I have spent this past week in one of the rites of passage for Episcopal seminarians: meeting with diocesan committees who are considering whether to recommend me for candidacy, a stage in the discernment process of people preparing for the Episcopal priesthood. (I have been a postulant for two and a half years.)
This meant going back to Northern California, my place of birth and where I have lived nearly all of my life, after spending the summer in New Haven working a variety of part-time jobs. So vacation was on my mind, but first, I had two meetings to attend: the first with my Diocesan Commission on Ministry in Davis, CA, and the second with my Standing Committee at the bishop’s office in Sacramento.
It’s hard to capture for those who haven’t experienced this what these meetings are like. (I should say here that I have no idea what these meetings are like in other dioceses; I can only comment on my own.) They are not at all like a job interview, where the interviewers are looking for a certain type of person and background, and the person is looking for a good fit with the interviewers and their organization. The interviewee may even wish to present herself as someone fit for the job. Rather, in my experience, these meetings have been occasions for my committees to ask me how I am doing at seminary and what my current thinking is about my progress and my sense of vocation.They spend most of their time listening.

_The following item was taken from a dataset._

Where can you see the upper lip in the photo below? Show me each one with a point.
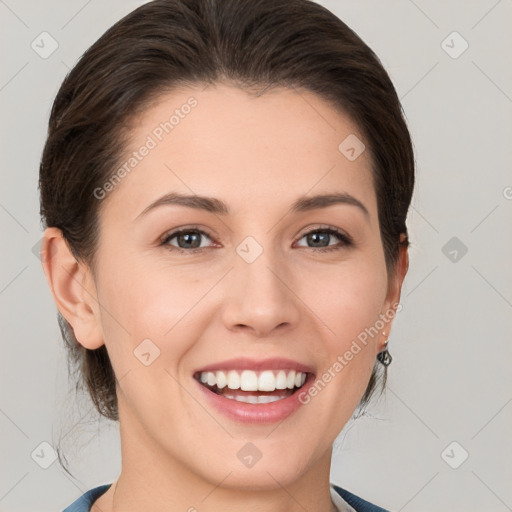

They ask fairly open-ended questions and let me wander around them for a while. (Or maybe that’s just how it goes in my meetings….) In any case, the upshot of my two meetings is that the committees recommended to my bishop that I be made a candidate for Holy Orders, and he agreed, and so now I am a candidate.
Seminarians frequently like to post on Facebook, “I’m a postulant now!” or “I’m a candidate!” or “I’m getting ordained this Friday!” And all of these are very good things. But for me, the reaction to these milestones has been very similar to the way I feel when someone hands me a cup of Gu or Gatorade during a marathon: I have a sense of feeling supported and encouraged, even patted on the back, and then urged on. I don’t exactly feel elated because I haven’t arrived at the end of the race yet. (And while, at the moment, ordination to the priesthood feels like the end of the race, I am betting that if that day comes, I will still have that feeling of being at the watering table and needing to go on.)
Don’t get me wrong: I am very glad, just as I am very glad when I reach the Gu table during a marathon. Reaching a stage like this does motivate me to go on. It is also an incredibly positive experience to receive encouragement and support from these committees. Perhaps I am lucky that my diocese considers these committees to be pastoral, listening, discerning bodies. I understand that some seminarians have a very different experience. But how many professions can you think of in which people check in on you every so often to see how you’re progressing?
The thing is, candidacy is not exactly an achievement, especially since candidacy is still considered a stage of discernment about one’s call to ordained life. It’s a confirmation of the work I have done so far to fulfill requirements and to discern my call, but it’s not a prize, an award, a singling out for one’s performance.
And I like that, actually. I like that the church doesn’t act so much like the rest of the world in this matter. It reminds me so much of the way Jesus interacted with his disciples, urging them on, supporting them, but not applauding them for their efforts. I think his final words to his disciples could be summarized as, “Keep going. Later you may eat and drink.” (Luke 17:7-10).